Google Authenticator

Show me how!

Setup 2FA

Steps:

  1. Download the Google Authenticator app for your phone. Do this now or as part of the next step.
    • See Android and iOS links here, with instructions.
    • You can read about the app on Wikipedia here.
  2. Follow the steps here to setup Google 2-step authentication, which will protect your Google account. You will be guided to setting up Google Authenticator app, starting with your Gmail account address under a Google item.
  3. Add more accounts to your Google Authenticator, as in the screenshot in the previous section above. It is easy to add additional sites. Sites which support 2FA usually make use of your camera phone to scan a QR code on your desktop screen.

Setup LastPass

Below are the steps I suggest to completely replace your password storage approach with LassPass and two setup two-factor authentication for Google, LastPass and any other sites you wish to.

Steps:

  1. Setup LastPass on your devices.
    1. Register an account on LastPass.com with your e-mail and a password (ideally at least 16 characters).
    2. Setup your LastPass account with 2FA (Google Authenticator or SMS).
    3. Install the LastPass browser extension at this link.
      • The extension works well for me on both Chrome and Firefox.
      • On the extension’s page, will look almost identical to the website view.
      • The extension will add a button to your browser’s toolbar and also the extension will provide autofill functionality and recognize details that need to be added/updated.
    4. Install the mobile app (see mobile tab for above link or search your app store).
  2. Clear your desktop browser’s passwords.
    1. Open your browser.
    2. Open preferences.
    3. Open Passwords section.
    4. Site by site, transfer the details to LastPass. You can do this by clicking the add button in LastPass, but see steps below to get LastPass to import for you you:
      1. Visit a site where you have an account.
      2. Login, using your browser’s credentials autofill if you like.
      3. LastPass will recognized credentials when you sign in (or register). When prompted by the LastPass extension, click Add site.
    5. In browser Password section, delete all your saved site passwords from your browser, provided you have moved them across completely.
    6. Repeat for all your browsers.

Store 2FA backup codes

Make sure you have a way to login to Google and LastPass without your device, in case you have an issue with 2FA (such as your device is lost or not with you).

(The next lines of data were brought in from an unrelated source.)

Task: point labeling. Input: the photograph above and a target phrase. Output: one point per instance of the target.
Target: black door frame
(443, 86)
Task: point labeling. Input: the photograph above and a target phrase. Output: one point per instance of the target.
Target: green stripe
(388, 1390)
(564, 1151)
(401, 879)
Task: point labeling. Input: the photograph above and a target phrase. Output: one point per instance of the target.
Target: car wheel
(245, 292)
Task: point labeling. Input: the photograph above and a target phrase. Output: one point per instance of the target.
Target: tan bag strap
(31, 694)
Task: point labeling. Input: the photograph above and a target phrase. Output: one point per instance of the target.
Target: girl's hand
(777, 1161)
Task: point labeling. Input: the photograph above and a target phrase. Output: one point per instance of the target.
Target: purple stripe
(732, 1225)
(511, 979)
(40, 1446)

These systems often provide one or more fixed backup codes which can be noted down and entered as a last resort in place of a code generated by your device.

Go into your account and under the security section, get the backup codes. There will be about fixed 10 codes which can be used once (you can also generate a new set in case they are compromised). For site like Google and GitHub, can save your codes as a long text note in LastPass. Though of course there is the danger that if someone is in your LastPass account without your device, they can get into other accounts even easier.

An alternative is to print out the backup codes and keep them somewhere secure at home or work or at a friend.

Printing codes is needed for LastPass, as the codes will be inaccessible without the codes or a device.